Brief Introduction to Profiling

Let’s start with a quick introduction to what profiling is. Profiling is a run-time program analysis technique. Generally, a certain level of instrumentation is required to retrieve some kind of tracing information while the program is running. This is usually in the form of tracing instructions interleaved with the line of your source code, like debug statements, for instance, usually enriched with timestamp information or other relevant details, like memory usage, etc… .

One normally distinguishes between two main categories of profilers:

event-based (or deterministic)

and

statistical (or sampling).

Profilers in the first category make use of hooks that allow registering event callbacks. At the lowest level, these hooks are provided directly by the operating system and allow you to trace events like function calls and returns. Virtual machines and interpreters, like JVM and CPython, provide software hooks instead, for generally the same events, but also for language-specific features, like class loading for instance. The reason why profilers in this category are called deterministic is that, by listening to the various events, you can get a deterministic view of what is happening inside your application.

In contrast, statistical profilers tend to provide approximate figures only, obtained by, e.g., sampling the call stack at regular interval of times. These samples can then be analysed statistically to provide meaningful metrics for the profiled target.

One might get the impression that deterministic profilers are a better choice than statistical profilers. However, both categories come with pros and cons. For example, statistical profilers usually require less instrumentation, if none at all, and introduce less overhead in the profiled target program. Therefore, if a statistical profiler can guarantee a certain accuracy on the metrics that can be derived from them, then it is usually a better choice over a more accurate deterministic profiler that can introduce higher overhead.

Python Profiling

There are quite a plethora of profiling tools available for Python, either deterministic or statistical. The official documentation describes the use of the Python profiling interface through two different implementations:

The former is a pure Python module and, as such, introduces more overhead than the latter, which is a C extension that implements the same interface as profile. They both fit into the category of deterministic profilers and make use of the Python C API PyEval_SetProfile to register event hooks.

Standard Python Profiling

Let’s have a look at how to use cProfile, as this will be the standard choice for a deterministic profiler. Here is an example that will profile the call-stack of psutil.process_iter.

# File: process_iter.py

import cProfile
import psutil

cProfile.run(
  '[list(psutil.process_iter()) for i in range(1_000)]',
  'process_iter'
)

The above code runs psutil.process_iter for 1000 times through cProfile and sends the output to the process_iter file in the current working directory. A good reason to save the result to a file is that one can then use a tool like gprof2dot to provide a graphical representation of the collected data. This tool turns the output of cProfile into a dot graph which can then be visualised to make better sense of it. E.g., these are the commands required to collect the data and visualise it in the form of a DOT graph inside a PDF document:

$ 
$ 
python3 process_iter.py
gprof2dot -f pstats process_iter | dot -Tpdf -o process_iter.pdf

This is what the result will look like. The colours help us identify the branches of execution where most of the time is spent.

process_iter

A Look Under the Bonnet

The output of a tool like gprof2dot can be quite intuitive to understand, especially if you have had some prior experience with profilers. However, in order to better appreciate what is still to come it is best if we have a quick look at some of the basics of the Python execution model.

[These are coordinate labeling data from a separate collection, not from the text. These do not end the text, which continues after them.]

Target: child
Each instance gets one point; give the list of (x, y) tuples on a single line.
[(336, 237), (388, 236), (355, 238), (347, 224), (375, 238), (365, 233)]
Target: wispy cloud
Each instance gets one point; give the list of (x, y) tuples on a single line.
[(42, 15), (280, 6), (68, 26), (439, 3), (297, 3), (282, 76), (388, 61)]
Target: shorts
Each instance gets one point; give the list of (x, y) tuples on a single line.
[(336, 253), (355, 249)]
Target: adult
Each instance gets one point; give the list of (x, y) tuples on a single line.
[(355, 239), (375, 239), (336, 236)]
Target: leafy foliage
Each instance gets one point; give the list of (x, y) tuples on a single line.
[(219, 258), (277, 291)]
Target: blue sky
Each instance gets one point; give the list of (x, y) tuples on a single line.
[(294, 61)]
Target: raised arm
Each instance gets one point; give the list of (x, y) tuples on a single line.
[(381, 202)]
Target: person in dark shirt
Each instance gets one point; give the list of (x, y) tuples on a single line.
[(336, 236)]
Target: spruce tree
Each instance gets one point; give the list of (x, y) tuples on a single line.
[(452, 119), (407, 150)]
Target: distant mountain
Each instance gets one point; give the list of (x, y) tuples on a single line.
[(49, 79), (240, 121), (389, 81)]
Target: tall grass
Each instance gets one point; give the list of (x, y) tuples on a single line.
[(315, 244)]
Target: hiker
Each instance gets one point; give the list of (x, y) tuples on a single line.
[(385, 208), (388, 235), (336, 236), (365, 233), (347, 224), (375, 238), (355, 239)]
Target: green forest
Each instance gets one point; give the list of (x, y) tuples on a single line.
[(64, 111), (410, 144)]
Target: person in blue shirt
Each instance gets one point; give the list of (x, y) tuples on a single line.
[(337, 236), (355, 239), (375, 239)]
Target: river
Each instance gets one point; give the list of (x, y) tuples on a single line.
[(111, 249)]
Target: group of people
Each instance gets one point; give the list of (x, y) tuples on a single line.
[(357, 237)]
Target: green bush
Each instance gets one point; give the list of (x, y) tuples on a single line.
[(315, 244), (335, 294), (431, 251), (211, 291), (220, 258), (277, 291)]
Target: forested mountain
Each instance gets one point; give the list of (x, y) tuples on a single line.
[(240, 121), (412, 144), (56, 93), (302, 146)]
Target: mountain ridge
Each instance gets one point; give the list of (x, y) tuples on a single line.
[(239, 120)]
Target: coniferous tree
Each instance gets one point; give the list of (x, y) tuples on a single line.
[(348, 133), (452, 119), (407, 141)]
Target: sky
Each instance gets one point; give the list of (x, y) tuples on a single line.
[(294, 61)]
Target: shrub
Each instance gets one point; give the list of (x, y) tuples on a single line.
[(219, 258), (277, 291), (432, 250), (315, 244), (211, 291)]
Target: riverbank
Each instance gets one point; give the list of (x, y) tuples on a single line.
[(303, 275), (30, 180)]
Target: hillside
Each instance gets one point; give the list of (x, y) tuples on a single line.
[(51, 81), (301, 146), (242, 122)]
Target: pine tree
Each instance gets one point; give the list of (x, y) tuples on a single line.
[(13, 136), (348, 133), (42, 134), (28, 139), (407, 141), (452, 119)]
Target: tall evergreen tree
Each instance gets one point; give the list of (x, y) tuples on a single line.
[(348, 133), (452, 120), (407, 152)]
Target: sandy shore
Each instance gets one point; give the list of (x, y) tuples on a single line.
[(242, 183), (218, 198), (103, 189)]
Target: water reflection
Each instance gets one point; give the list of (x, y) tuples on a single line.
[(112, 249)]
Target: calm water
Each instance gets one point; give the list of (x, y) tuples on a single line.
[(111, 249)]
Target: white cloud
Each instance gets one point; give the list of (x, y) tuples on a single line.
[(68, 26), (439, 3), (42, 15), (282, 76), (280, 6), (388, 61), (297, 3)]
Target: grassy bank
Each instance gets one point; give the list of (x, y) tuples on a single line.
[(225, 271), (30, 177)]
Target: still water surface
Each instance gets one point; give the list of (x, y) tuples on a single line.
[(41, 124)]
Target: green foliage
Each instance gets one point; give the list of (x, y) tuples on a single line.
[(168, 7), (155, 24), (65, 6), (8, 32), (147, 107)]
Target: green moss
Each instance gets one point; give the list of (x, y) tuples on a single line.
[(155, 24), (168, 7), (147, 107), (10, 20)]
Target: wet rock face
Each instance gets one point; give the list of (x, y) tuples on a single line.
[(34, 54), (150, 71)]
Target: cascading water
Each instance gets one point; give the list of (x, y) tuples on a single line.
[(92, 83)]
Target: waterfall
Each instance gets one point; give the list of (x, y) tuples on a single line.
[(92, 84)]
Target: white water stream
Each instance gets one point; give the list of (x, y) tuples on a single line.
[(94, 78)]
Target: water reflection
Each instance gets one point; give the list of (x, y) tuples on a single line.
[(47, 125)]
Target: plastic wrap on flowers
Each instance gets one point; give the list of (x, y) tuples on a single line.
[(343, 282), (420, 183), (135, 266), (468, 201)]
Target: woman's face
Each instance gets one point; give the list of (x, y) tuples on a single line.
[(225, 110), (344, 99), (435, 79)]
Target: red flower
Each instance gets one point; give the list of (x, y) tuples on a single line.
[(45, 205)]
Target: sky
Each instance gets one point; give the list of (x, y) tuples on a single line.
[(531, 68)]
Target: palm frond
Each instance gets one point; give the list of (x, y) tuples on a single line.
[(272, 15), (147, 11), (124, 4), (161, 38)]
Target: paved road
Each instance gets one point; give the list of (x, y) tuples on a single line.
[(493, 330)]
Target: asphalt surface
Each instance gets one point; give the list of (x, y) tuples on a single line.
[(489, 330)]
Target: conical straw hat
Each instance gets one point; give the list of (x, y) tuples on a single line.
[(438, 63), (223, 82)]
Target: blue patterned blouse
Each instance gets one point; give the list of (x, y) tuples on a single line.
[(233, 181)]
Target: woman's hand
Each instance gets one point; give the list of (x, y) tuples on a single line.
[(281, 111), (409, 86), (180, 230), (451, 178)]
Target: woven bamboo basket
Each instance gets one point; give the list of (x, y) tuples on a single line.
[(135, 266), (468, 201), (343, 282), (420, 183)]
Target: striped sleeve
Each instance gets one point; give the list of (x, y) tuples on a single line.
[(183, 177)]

Python is an interpreted language and the reference implementation of its interpreter is CPython. As the name suggests, it is written in C, and it offers a C API that can be used to write C extensions.

One of the fundamental objects of CPython is the interpreter itself, which has a data structure associated with it, namely PyInterpreterState. In principle, there can be many instances of PyInterpreterState within the same process, but for the sake of simplicity, we shall ignore this possibility here. One of the fields of this C data structure is tstate_head, which points to the first element of a doubly-linked list of instances of the PyThreadState structure. As you can imagine, this other data structure represents the state of a thread of execution associated with the referring interpreter instance. We can navigate this list by following the references of its field next (and navigate back with prev).

Each instance of PyThreadState points to the current execution frame, which is the object that bears the information about the execution of a code block via the field frame. This is described by the PyFrameObject structure, which is also a list. In fact, this is the stack that we are after. Each frame will have, in general, a parent frame that can be retrieved by means of the f_back pointer on the PyFrameObject structure. The picture produced by gprof2dot of the previous section is the graphical representation of this stack of frames. The information contained in the first row of each box comes from the PyCodeObject structure, which can be obtained from every instance of PyFrameObject via the f_code field. In particular, PyCodeObject allows you to retrieve the name of the file that contains the Python code being executed in that frame as well as its line number and the name of the context (e.g. the current function).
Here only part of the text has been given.